Dans L’Empire de l’ombre, dernier numéro papier de la revue chez Gallimard, le Grand Continent propose la première traduction intégrale en français du « Manifeste du mouvement techno-optimiste » de Marc Andreessen, investisseur emblématique de l’élite technologique américaine et promoteur d’un capitalisme autoritaire et technophile.

Ce texte — que vous pouvez lire en vous procurant la revue papier ou en vous abonnant à l’offre intégrale — à la fois fulgurant et déroutant, synthétise les principes d’un nouvel imaginaire politique venu de la Silicon Valley où se mêlent un individualisme radical, une foi sans réserve dans la technologie, et un rejet virulent des institutions démocratiques libérales. Il catalyse une composante de plus en plus structurante de la doctrine trumpienne dont la revue s’efforce, depuis plusieurs mois, de cartographier les soubassements idéologiques de Curtis Yarvin à Peter Thiel.
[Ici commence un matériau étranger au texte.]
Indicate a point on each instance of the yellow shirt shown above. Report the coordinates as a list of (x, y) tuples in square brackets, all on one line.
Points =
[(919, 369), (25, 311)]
Outre le pastiche de Marinetti et du futurisme, ce manifeste se revendique à l’excès de l’héritage nietzschéen : nous avons voulu l’analyser en profondeur en sollicitant l’un des meilleurs spécialistes francophones de Nietzsche, Patrick Wotling. Professeur de philosophie à l’Université de Reims, co-fondateur du Groupe international de recherche sur Nietzsche et auteur de nombreux ouvrages majeurs sur la pensée nietzschéenne, Wotling a contribué à sortir Nietzsche de certaines caricatures pour en restituer la cohérence philosophique profonde, notamment à travers une relecture minutieuse de ses concepts de volonté de puissance, de critique des valeurs et de généalogie de la morale.

En lui donnant la parole, nous poursuivons notre travail d’analyse critique des idées qui façonnent notre présent politique — au-delà des slogans, au cœur des textes.

La pensée de Nietzsche semble être particulièrement sujette aux malentendus, aux simplifications, voire aux détournements idéologiques — plus ou moins habiles. Pourquoi Nietzsche prête-t-il autant le flanc à ces interprétations abusives ? Que cela révèle-t-il de la structure même de son œuvre ?

Je constate, comme vous, que Nietzsche a été mis, depuis maintenant cent cinquante ans, à toutes les sauces idéologiques possibles et imaginables, y compris les plus extrêmes, mais aussi les plus inverses, les plus incompatibles et les plus contradictoires avec son œuvre. Très régulièrement, Nietzsche est mobilisé afin d’en faire une sorte de caution intellectuelle.

En matière politique, ce besoin de trouver des appuis intellectuels est très frappant. Pourquoi est-ce que cela tombe sur Nietzsche plus que sur d’autres philosophes ? Certains ont connu le même sort, mais peut-être, effectivement, dans une moindre mesure.

Puisque c’est assez persistant avec Nietzsche, on peut penser que cela découle d’un élément propre à sa philosophie.

Je me demande — mais ce n’est qu’une hypothèse — si cela n’est pas dû à sa posture très singulière, « inactuelle » pour prendre son vocabulaire, c’est-à-dire en dehors des courants majoritaires, de tout ce qui est institutionnel. Sa capacité d’interrogation, qui est au cœur de son œuvre, et la position critique qu’il accorde aux philosophes sont de puissants facteurs de séduction.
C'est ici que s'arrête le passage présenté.